Game of Life

Conway’s Game of Life is a nice demonstration of how simple rules can generate complex structures. It’s also a great introduction to the fascinating world of Cellular Automata.

see also: Game of life (revisited)

The Game of Life, or simply ‘Life’, takes place on an infinite 2-dimensional grid, populated by cells. In every next generation, the new state of each cell depends on the current state of the eight surrounding cells (its ‘Moore neighborhood’), following this simple set of rules:

  1. Living cells die if they have less than 2, or more than 3 living neighbors.
  2. Dead cells are brought to life if they have exactly 3 living neighbors.

The initial state of the system completely determines the further process, in which order and chaos can easily get involved in a continuous arm wrestling game.

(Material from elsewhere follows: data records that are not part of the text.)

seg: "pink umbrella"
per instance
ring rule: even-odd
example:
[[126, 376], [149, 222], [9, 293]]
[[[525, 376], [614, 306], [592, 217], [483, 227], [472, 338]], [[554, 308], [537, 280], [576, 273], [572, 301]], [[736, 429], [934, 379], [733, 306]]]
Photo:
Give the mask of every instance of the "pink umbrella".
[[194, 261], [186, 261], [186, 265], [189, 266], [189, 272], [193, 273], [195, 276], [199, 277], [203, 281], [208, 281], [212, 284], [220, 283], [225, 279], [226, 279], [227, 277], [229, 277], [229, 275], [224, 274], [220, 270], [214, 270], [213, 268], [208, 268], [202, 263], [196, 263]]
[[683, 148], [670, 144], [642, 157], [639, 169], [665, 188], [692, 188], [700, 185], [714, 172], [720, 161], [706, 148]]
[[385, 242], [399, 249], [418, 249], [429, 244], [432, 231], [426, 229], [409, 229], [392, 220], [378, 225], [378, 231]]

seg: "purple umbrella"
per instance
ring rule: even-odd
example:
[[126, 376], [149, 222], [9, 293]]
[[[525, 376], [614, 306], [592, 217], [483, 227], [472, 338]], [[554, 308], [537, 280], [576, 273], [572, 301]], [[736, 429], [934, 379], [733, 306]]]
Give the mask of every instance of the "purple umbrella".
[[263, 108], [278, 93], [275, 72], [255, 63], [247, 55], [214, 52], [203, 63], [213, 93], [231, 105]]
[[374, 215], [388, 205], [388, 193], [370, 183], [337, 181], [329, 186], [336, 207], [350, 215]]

Mathematicians and Life enthusiasts have found some incredible patterns like the Gosper Glider Gun, the Puffer Train and the Breeder. This video starts on a grid with ~25% of the cells ‘alive’ (randomly chosen).

The main challenge of running a simulation of ‘Life’ on an Arduino Uno lies in its limited RAM memory size (2K only!). Since the rules are applied to all cells simultaneously, we need to store both the old and the new state of the grid.

First I used Booleans to store cell states, but since every boolean claims a full byte (8 bits), the largest grid that Uno could handle was about 17×17 in size. The trick was to use bytes instead, where each byte now holds the state of eight consecutive LEDs in one of the rows, thus replacing eight boolean bytes!

With this new approach, Arduino Uno can simulate a 64×32 cell grid on my 128×64 pixels monochrome I2C Oled display (using 89% of Uno’s precious RAM). In that configuration, cells are represented by 2×2 LED squares, lit when alive and unlit when dead.

Note that you can define the initial state of the grid within the seed() function of the sketch. I used a simple border rule for the video: neighbor cells outside the grid are considered dead.